Okay is anyone else already getting frustrated with "going green"? It seems like everything that gets in the mass market/media blitzed meat grinder and suddenly it's very little of what it was supposed to be. The filler become the product. I mean it just seems that the marketing race to shove those "feel good" choices down our throat is bulldozing over the facts and not actually changing the demand for natural sustainable materials or the way manufacturers do things. And plus the esculating guilt trip over the choices you do make is getting really stressful not to mention confusing as hell.

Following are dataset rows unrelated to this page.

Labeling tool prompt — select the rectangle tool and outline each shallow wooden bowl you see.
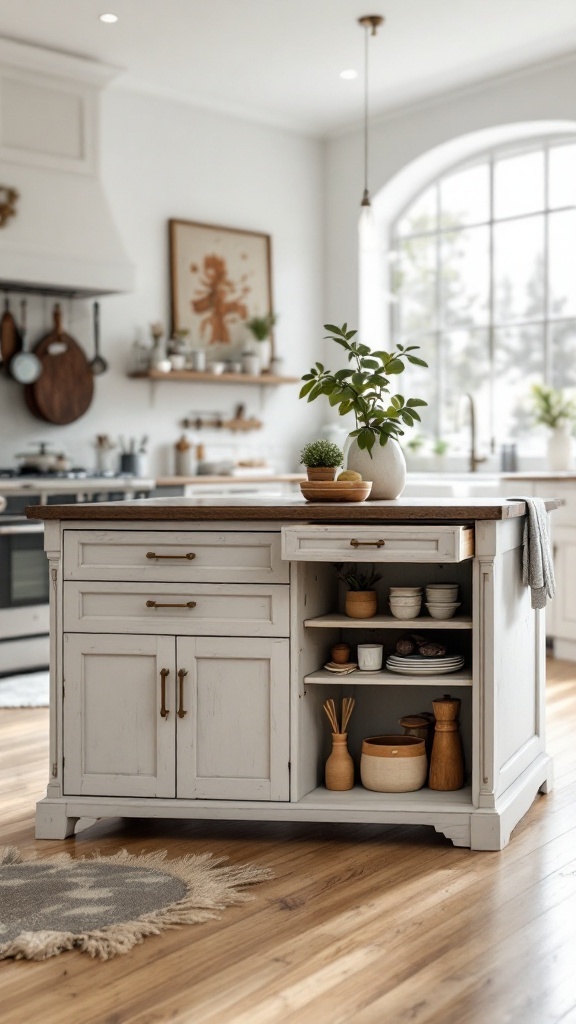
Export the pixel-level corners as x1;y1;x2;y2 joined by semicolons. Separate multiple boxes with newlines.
300;480;372;502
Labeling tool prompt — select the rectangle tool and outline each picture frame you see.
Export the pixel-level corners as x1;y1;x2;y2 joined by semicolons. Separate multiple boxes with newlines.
168;219;274;353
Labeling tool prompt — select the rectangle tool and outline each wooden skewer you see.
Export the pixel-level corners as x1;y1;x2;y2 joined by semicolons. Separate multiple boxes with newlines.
342;697;356;732
323;700;339;732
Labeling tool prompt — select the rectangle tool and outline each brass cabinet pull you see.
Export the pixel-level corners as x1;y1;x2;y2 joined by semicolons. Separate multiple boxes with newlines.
177;669;188;718
146;601;196;608
146;551;196;562
160;669;170;718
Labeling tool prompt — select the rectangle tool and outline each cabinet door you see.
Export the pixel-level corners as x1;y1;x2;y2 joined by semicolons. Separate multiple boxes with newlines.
176;637;289;800
64;633;175;797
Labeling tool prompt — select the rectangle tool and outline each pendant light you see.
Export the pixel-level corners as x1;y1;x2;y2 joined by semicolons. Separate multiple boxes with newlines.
358;14;384;251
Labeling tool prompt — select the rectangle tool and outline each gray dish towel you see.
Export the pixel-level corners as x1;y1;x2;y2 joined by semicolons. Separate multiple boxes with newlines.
508;498;556;608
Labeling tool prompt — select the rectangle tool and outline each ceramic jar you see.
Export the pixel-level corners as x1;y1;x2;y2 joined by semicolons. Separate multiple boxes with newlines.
360;735;427;793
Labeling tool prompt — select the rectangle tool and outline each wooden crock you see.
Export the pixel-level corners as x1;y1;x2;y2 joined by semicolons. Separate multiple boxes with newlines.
360;734;427;793
306;466;336;480
325;732;354;793
345;590;378;618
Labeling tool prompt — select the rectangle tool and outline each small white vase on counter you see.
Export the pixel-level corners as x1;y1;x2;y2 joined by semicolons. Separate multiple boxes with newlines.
546;423;572;471
344;437;406;501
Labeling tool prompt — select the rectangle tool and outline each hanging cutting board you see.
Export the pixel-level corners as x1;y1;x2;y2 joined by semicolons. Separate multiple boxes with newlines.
0;299;22;366
26;303;94;425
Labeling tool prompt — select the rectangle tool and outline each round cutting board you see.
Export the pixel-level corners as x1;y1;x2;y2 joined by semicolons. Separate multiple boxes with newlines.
27;304;94;425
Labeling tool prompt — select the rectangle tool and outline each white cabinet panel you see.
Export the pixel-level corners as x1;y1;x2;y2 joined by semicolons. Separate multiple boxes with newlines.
64;529;289;584
64;634;175;797
176;637;289;800
64;581;289;637
282;525;474;562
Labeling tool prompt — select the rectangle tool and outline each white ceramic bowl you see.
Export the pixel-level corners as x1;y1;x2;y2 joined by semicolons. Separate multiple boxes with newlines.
426;601;460;618
390;604;420;618
426;583;459;601
390;587;422;597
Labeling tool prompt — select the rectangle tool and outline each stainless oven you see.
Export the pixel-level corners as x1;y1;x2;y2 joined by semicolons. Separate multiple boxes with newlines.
0;514;49;676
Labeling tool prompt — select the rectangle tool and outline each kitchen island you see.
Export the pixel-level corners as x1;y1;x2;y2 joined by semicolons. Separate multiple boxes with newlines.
28;497;559;850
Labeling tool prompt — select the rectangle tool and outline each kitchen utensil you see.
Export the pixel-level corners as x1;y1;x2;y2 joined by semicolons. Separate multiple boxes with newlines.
10;299;42;384
428;693;464;792
27;303;94;424
0;299;22;367
90;302;108;377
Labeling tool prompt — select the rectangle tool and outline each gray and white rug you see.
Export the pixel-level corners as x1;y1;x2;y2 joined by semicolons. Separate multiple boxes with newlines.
0;670;49;708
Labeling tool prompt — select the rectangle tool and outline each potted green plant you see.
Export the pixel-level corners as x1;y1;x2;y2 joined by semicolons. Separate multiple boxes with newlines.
300;437;344;480
532;384;576;470
334;562;382;618
246;311;278;371
299;324;427;499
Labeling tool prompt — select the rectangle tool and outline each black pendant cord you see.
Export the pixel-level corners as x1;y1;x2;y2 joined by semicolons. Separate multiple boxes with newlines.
361;25;370;206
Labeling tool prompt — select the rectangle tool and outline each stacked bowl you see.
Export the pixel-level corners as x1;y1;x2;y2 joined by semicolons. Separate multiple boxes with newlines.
425;583;460;618
388;587;422;618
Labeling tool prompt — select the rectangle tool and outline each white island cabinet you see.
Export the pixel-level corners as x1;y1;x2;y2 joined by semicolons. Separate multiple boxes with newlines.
29;498;557;850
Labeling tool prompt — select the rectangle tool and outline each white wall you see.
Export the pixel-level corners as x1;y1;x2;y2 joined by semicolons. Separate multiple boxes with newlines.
0;86;326;475
326;56;576;331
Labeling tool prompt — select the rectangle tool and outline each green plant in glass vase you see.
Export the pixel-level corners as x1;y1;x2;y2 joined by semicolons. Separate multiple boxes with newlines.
299;324;427;499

I pick up a magazine hoping for a little entertainment after a long unenjoyable Monday and all I find are tips on going green that contradict one another. Granted it's my fault, I should have skimmed the magazine better to begin with so I could have better decided not to encourage earth-killing printing practices and gloss coating but then when I did open it... ugh, some of the info is so repeative it's like recycled sound bites heard across the globe... but then other parts are just so confusing... this recycled bottle is bad for me? but I thought recycling plastic was good? Oooooh I'm supposed to reduce or eliminate my use of plastic except well gosh I'm not really given the choice of water in a carton but then even if I do find one I have to read the label to be sure it wasn't processed or printed using to many chemicals (that come in plastic bottles btw) and when they are that the wastes are disposed of responsibly... Okay never mind I'm not thirsty any more and I'm starting to look forward to a lecture from my doctor and another news cast with confusing health tips about just how much water is good for me or that "studies have shown" are bad for me.
I really wanted to slip on my hole-ly t-shirt and just go to bed but then I read that I could have been sleeping on cotton sheets that weren't made using harmful chemicals and instead of feeling better about the tip I just felt guilty I liked the design on the ones I already bought and stupid I hadn't thought about how bad textiles plants are and then I wondered if those less chemically treated sheets were being woven by exploited third-world workers. AND THEN right below that tip I read that I could have been slipping into a silky organic bamboo tee made with less chemicals then it take to process cotton... So wait does that mean the "green" cotton sheets are bad? or just a less bad, and exactly how much lesser of evils are we talking about really? I mean they aren't going to start subsidizing bamboo crops and ruin the cotton farmer's lives are they? or using geneticially altered bamboo that will cause some other strain to the world oil reserves to process are they? Will the farmer's start using alternative fueled farming equipment or will that just increase the demand for corn crops and stir all farmers away from growing ANY vegetables. like not even the pesticide treated kinds... thereby driving up the global cost of food and leading to more & more people starving in Haiti...
Seriously I give up... I'm not a bad, lazy person - I've just been stunned into apathy. I'm just really really confused and I feel like nothing I do will ever really help, it will just lead to some other global crisis. DO you think they will start broadcasting news reports on what we are doing right when we find it or just release reports on how satellites and cell phone towers do cause cancer afterall?